More specifically, RegressionPanel.dta can be used to create tables 1, 4, 5, and 6. Table2a.dta/ Table2b.dta file can be used to create table 2a/2b. Table3.dta can be used to create table 3. RegressionPanel_Table7.dta can be used to create table 7. The Tables.do do file contains Stata code to perform these analyses.

********************************
The definition of the major variables included in these data files are as follows.

segment_id: ID assigned to software market j
ossentrants: The number of start-up entry events through releasing new OSS products related to market j in year t
Entry_code: the number of entry events related to market j in year t
log_commons_cumclaims: Log of The Commons claims-weighted patent count related to market j cumulated up to year t
cumulativeness: Log of cumulativeness of innovation in market j up to year t
concentr: Four-assignee citation concentration ratio in market j up to year t
sales_growth: The growth of market js sales from year t-1 to year t
log_mkt_claims: Log of total claims-weighted patent count related to market j cumulated up to year t
log_quality: Log of cumulative stock of citations received by the patents in market j (adjusted for truncations) divided by total number patents in j up to year t.
pat_age: The average age of patents in market j granted by year t
log_oin_cumclaims: Log of Open Invention Networks claims-weighted patent count in market j cumulated up to year t
log_sso_cumclaims: Log of standard-setting organizations claims-weighted patent count in market j cumulated up to year t
log_OSSsales: Log of the share of OSS downloads related to market j up to year t (as a measure of OSS opportunities in market j by year t) weighted by the total software sales in year t
IBMpatm: Log of IBMs claims-weighted patent count that belong to the same patent class/subclass as the Commons patents and applied for in the same year as the patents in the Commons.
ossmkt: a dummy that is equal to 1 if market j is an OSS market and is equal to 0 if market j is a proprietary market


********************************
Data sources of the major variables included in these data files are as follows.

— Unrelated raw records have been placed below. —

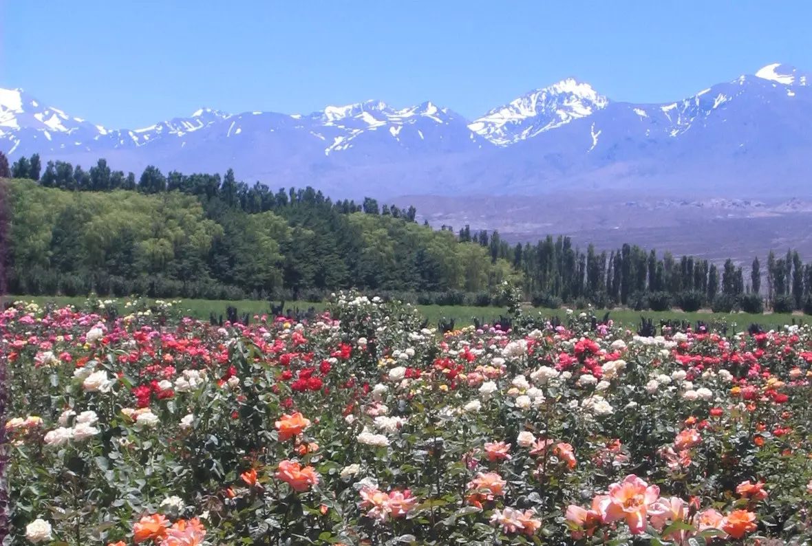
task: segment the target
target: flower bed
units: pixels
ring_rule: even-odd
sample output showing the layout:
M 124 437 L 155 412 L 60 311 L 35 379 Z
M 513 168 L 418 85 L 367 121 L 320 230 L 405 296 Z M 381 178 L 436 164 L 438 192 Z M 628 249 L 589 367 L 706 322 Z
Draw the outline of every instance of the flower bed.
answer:
M 806 544 L 812 330 L 2 316 L 11 544 Z M 759 538 L 760 537 L 760 538 Z

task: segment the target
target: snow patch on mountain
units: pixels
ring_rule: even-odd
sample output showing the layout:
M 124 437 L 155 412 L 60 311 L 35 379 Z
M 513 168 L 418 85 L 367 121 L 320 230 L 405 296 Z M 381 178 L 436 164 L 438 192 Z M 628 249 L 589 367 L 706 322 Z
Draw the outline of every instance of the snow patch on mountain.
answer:
M 608 104 L 589 84 L 568 78 L 495 108 L 468 127 L 493 144 L 507 146 L 585 118 Z

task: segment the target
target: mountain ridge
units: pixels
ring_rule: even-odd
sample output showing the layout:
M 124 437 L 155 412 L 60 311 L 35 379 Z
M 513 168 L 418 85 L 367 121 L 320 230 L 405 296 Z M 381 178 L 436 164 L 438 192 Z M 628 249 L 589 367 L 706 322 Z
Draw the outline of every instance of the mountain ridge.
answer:
M 369 100 L 307 114 L 201 108 L 138 129 L 95 125 L 22 89 L 0 89 L 0 151 L 12 161 L 105 157 L 125 170 L 231 166 L 243 178 L 304 181 L 350 196 L 634 191 L 680 180 L 685 191 L 713 181 L 720 196 L 758 196 L 781 183 L 789 195 L 812 169 L 808 75 L 773 63 L 651 104 L 567 78 L 474 120 L 430 101 L 397 109 Z

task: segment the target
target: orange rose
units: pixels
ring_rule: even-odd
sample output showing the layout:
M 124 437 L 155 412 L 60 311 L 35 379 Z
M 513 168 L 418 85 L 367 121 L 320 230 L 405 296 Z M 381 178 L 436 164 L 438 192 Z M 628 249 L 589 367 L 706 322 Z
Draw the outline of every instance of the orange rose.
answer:
M 575 453 L 572 451 L 572 446 L 569 444 L 564 444 L 563 442 L 556 444 L 555 447 L 553 448 L 553 454 L 562 461 L 564 461 L 567 463 L 567 466 L 570 470 L 575 468 L 577 464 L 575 460 Z
M 166 531 L 166 538 L 161 546 L 199 546 L 205 538 L 205 527 L 200 520 L 180 519 Z
M 279 463 L 279 470 L 275 475 L 277 479 L 281 479 L 294 491 L 301 492 L 307 491 L 311 485 L 318 484 L 318 473 L 313 466 L 302 468 L 298 462 L 283 461 Z
M 733 510 L 722 520 L 722 531 L 734 539 L 741 539 L 756 527 L 756 514 L 747 510 Z
M 137 544 L 147 540 L 162 540 L 166 536 L 166 527 L 169 522 L 162 514 L 153 514 L 144 516 L 140 521 L 132 526 L 133 540 Z
M 510 444 L 505 444 L 503 441 L 488 442 L 485 445 L 485 453 L 488 456 L 488 460 L 491 462 L 502 459 L 510 461 L 512 458 L 508 454 L 510 446 Z
M 702 437 L 699 436 L 698 432 L 693 428 L 685 428 L 680 432 L 676 435 L 676 438 L 674 440 L 674 447 L 681 451 L 682 449 L 688 449 L 702 441 Z
M 304 419 L 298 411 L 292 415 L 284 415 L 276 422 L 276 430 L 279 431 L 279 441 L 290 440 L 299 436 L 305 428 L 310 426 L 310 419 Z
M 738 487 L 736 488 L 736 492 L 742 497 L 754 501 L 763 501 L 767 495 L 767 492 L 764 491 L 764 482 L 751 484 L 749 479 L 739 484 Z
M 243 472 L 240 475 L 240 477 L 251 487 L 257 485 L 257 471 L 253 468 L 248 472 Z

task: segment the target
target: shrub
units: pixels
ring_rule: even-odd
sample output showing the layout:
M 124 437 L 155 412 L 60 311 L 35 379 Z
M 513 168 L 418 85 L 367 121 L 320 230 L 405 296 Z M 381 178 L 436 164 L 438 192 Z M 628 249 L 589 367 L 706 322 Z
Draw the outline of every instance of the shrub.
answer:
M 628 297 L 626 304 L 635 311 L 642 311 L 649 307 L 649 299 L 645 294 L 636 292 Z
M 791 313 L 795 311 L 795 299 L 782 294 L 772 299 L 772 311 L 775 313 Z
M 436 305 L 464 305 L 465 293 L 460 290 L 442 292 L 437 298 Z
M 759 315 L 764 312 L 764 299 L 754 292 L 742 294 L 739 296 L 739 307 L 745 313 Z
M 531 302 L 533 307 L 544 307 L 545 309 L 559 309 L 564 305 L 564 301 L 560 298 L 547 292 L 534 294 Z
M 652 311 L 671 309 L 672 298 L 667 292 L 651 292 L 648 295 L 648 307 Z
M 699 290 L 685 290 L 680 294 L 680 308 L 686 313 L 699 311 L 705 303 L 705 294 Z
M 490 294 L 487 292 L 477 292 L 473 296 L 473 305 L 477 307 L 486 307 L 490 305 Z
M 804 315 L 812 315 L 812 294 L 804 301 Z
M 715 313 L 729 313 L 736 307 L 736 298 L 729 294 L 719 294 L 710 306 Z

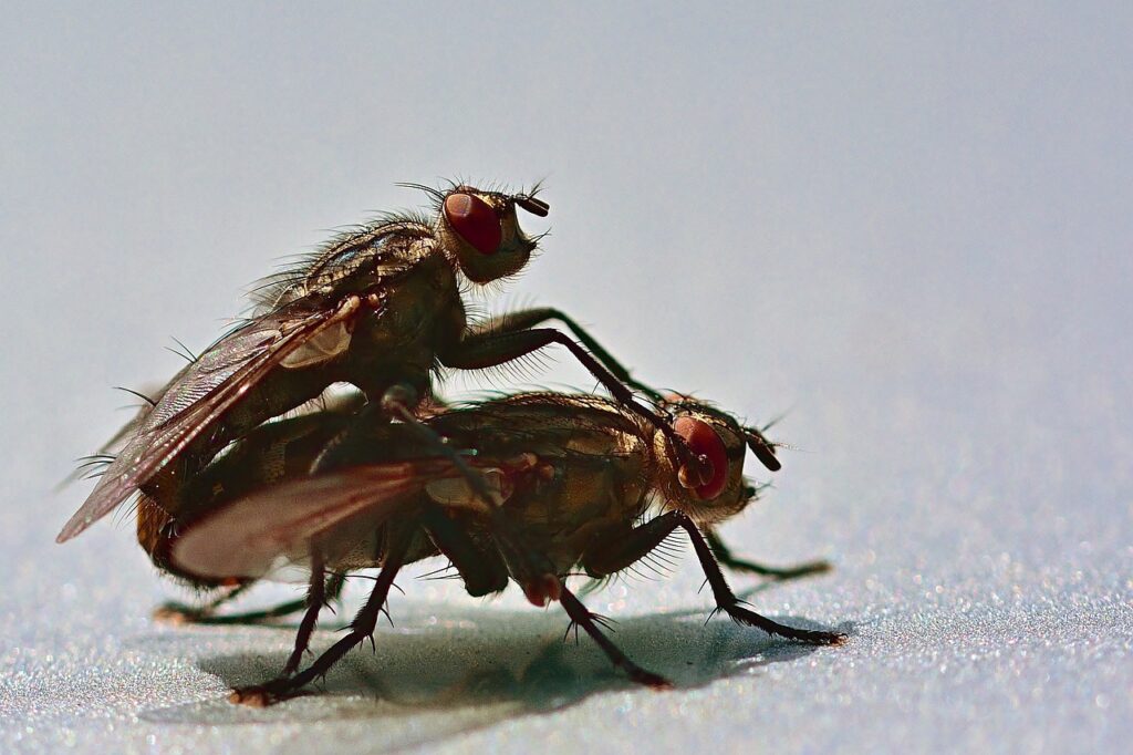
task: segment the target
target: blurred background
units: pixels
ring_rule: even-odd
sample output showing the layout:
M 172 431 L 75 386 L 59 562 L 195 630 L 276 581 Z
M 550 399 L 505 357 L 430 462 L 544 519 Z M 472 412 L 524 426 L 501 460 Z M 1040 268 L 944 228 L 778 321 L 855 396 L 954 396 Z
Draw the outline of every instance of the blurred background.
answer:
M 616 752 L 632 732 L 721 752 L 1036 750 L 1133 733 L 1127 5 L 0 15 L 7 746 Z M 678 677 L 657 695 L 585 642 L 556 646 L 555 610 L 409 580 L 386 655 L 253 714 L 224 689 L 270 675 L 275 656 L 241 659 L 282 653 L 288 628 L 154 625 L 185 594 L 129 523 L 52 543 L 90 483 L 53 485 L 128 417 L 111 387 L 168 379 L 172 337 L 206 346 L 280 257 L 424 204 L 395 181 L 454 177 L 544 179 L 552 206 L 525 219 L 551 230 L 542 255 L 485 306 L 561 307 L 647 382 L 784 415 L 784 470 L 724 535 L 767 561 L 835 561 L 750 600 L 851 643 L 701 628 L 685 554 L 590 601 Z M 529 380 L 593 388 L 563 354 Z M 485 656 L 518 663 L 509 646 L 552 653 L 557 681 L 486 697 L 438 681 L 398 709 L 414 715 L 357 681 L 478 675 Z

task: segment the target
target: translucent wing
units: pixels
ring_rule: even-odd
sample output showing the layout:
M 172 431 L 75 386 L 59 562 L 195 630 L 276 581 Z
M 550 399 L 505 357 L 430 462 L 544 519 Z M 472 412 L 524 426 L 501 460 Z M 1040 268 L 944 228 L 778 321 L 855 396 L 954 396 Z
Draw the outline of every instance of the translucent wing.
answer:
M 458 476 L 443 459 L 375 464 L 271 485 L 211 511 L 181 532 L 172 561 L 202 578 L 258 578 L 303 561 L 310 543 L 349 550 L 417 500 L 431 482 Z
M 70 540 L 112 511 L 269 372 L 305 345 L 317 345 L 321 334 L 344 325 L 359 308 L 358 297 L 348 297 L 337 308 L 283 309 L 218 341 L 173 378 L 56 542 Z

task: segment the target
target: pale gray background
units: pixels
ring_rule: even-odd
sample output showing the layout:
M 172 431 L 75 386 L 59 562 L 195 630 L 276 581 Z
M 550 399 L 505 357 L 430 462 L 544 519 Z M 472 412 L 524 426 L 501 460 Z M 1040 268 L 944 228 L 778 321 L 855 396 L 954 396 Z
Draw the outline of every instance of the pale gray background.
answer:
M 986 5 L 5 3 L 0 748 L 1127 746 L 1133 12 Z M 257 713 L 224 692 L 289 628 L 155 626 L 179 593 L 127 524 L 52 544 L 90 485 L 51 486 L 127 416 L 111 385 L 452 176 L 547 179 L 553 234 L 495 306 L 787 412 L 798 450 L 725 534 L 835 560 L 751 600 L 847 645 L 702 628 L 685 554 L 590 599 L 679 680 L 657 694 L 559 645 L 556 609 L 404 579 L 376 659 Z M 588 385 L 555 364 L 530 380 Z

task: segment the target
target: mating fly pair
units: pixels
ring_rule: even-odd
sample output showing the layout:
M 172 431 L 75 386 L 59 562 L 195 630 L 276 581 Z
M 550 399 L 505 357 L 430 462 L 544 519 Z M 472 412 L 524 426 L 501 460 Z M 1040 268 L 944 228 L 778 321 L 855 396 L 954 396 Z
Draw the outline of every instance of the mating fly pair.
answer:
M 246 585 L 282 563 L 309 569 L 284 676 L 237 693 L 241 702 L 271 702 L 325 673 L 372 634 L 398 569 L 437 554 L 472 594 L 514 579 L 534 603 L 560 601 L 631 678 L 663 685 L 606 639 L 563 579 L 579 567 L 614 574 L 676 528 L 691 537 L 721 610 L 789 638 L 836 642 L 740 605 L 699 528 L 750 500 L 744 444 L 777 468 L 773 447 L 704 405 L 666 402 L 557 311 L 471 326 L 462 290 L 519 272 L 537 239 L 516 210 L 543 217 L 550 207 L 535 192 L 426 190 L 432 218 L 384 218 L 270 279 L 254 316 L 122 430 L 121 451 L 59 541 L 137 493 L 139 541 L 159 567 L 193 584 Z M 585 346 L 538 326 L 548 320 Z M 529 395 L 431 408 L 438 367 L 491 367 L 552 343 L 612 399 Z M 342 382 L 360 398 L 281 418 Z M 642 524 L 653 503 L 663 514 Z M 381 571 L 351 633 L 295 673 L 327 588 L 370 567 Z

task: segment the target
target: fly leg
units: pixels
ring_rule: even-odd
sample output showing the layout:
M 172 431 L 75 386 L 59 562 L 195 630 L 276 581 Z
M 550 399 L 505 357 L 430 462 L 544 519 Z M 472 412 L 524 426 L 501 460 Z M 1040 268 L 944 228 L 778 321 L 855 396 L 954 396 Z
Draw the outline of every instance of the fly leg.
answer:
M 713 555 L 704 535 L 700 534 L 700 529 L 681 511 L 670 511 L 644 525 L 633 527 L 629 532 L 619 533 L 617 538 L 598 543 L 583 554 L 582 563 L 591 576 L 600 577 L 613 574 L 642 558 L 678 527 L 684 529 L 692 541 L 692 548 L 705 570 L 708 584 L 712 586 L 713 596 L 716 599 L 717 611 L 727 613 L 739 623 L 763 629 L 769 635 L 778 635 L 785 639 L 811 645 L 835 645 L 845 639 L 845 635 L 841 633 L 789 627 L 744 608 L 742 601 L 727 586 L 724 572 L 721 571 L 719 563 Z
M 202 606 L 185 605 L 181 603 L 165 603 L 164 605 L 157 608 L 153 612 L 153 618 L 159 621 L 168 621 L 170 623 L 206 623 L 206 625 L 242 625 L 242 623 L 262 623 L 264 621 L 270 621 L 271 619 L 279 619 L 286 616 L 291 616 L 292 613 L 298 613 L 307 608 L 306 600 L 287 601 L 284 603 L 279 603 L 278 605 L 272 605 L 266 609 L 261 609 L 257 611 L 244 611 L 241 613 L 224 613 L 221 616 L 216 614 L 216 609 L 227 604 L 231 600 L 236 599 L 238 595 L 244 594 L 247 588 L 252 587 L 255 583 L 248 582 L 239 585 L 235 589 L 221 595 L 214 601 L 211 601 Z M 346 584 L 346 577 L 341 574 L 332 574 L 323 587 L 323 602 L 330 603 L 337 601 L 339 595 L 342 594 L 342 587 Z
M 559 331 L 551 332 L 562 336 Z M 573 343 L 573 341 L 570 342 Z M 484 483 L 484 477 L 468 466 L 465 457 L 445 443 L 432 427 L 414 415 L 410 409 L 415 404 L 416 393 L 407 385 L 394 385 L 382 398 L 382 409 L 386 414 L 398 417 L 408 426 L 416 429 L 420 436 L 433 446 L 437 455 L 451 461 L 461 476 L 468 481 L 472 492 L 485 507 L 487 523 L 500 549 L 500 555 L 506 562 L 511 575 L 523 586 L 528 601 L 542 606 L 552 600 L 557 600 L 559 578 L 551 569 L 547 559 L 522 544 L 522 538 L 492 497 Z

Data source of the variables ossentrants and Entry_code: a proprietary database named PROMT and authors' calculations. See section 5.1, section 6.5, and Appendix A for more detailed steps on how to construct these variables.
Data source of the variable log_commons_cumclaims: http://www.patent-commons.org and authors' calculations
Data source of the variables cumulativeness, concentr, log_mkt_claims, log_quality, pat_age, IBMpatm: NBER patent data project (https://sites.google.com/site/patentdataproject/Home), combined with the data from USPTO website, and authors' calculations.
Data source of the variable sales_growth: a proprietary database named NETS and authors' calculations.
Data source of the variable log_oin_cumclaims: www.openinventionnetwork.com and authors' calculations. 
Data source of the variable log_sso_cumclaims: www.ssopatents.org and authors' calculations.
Data source of the variable log_OSSsales: www.sourceforge.net, combined with the data from the proprietary database NETS, and authors' calculations.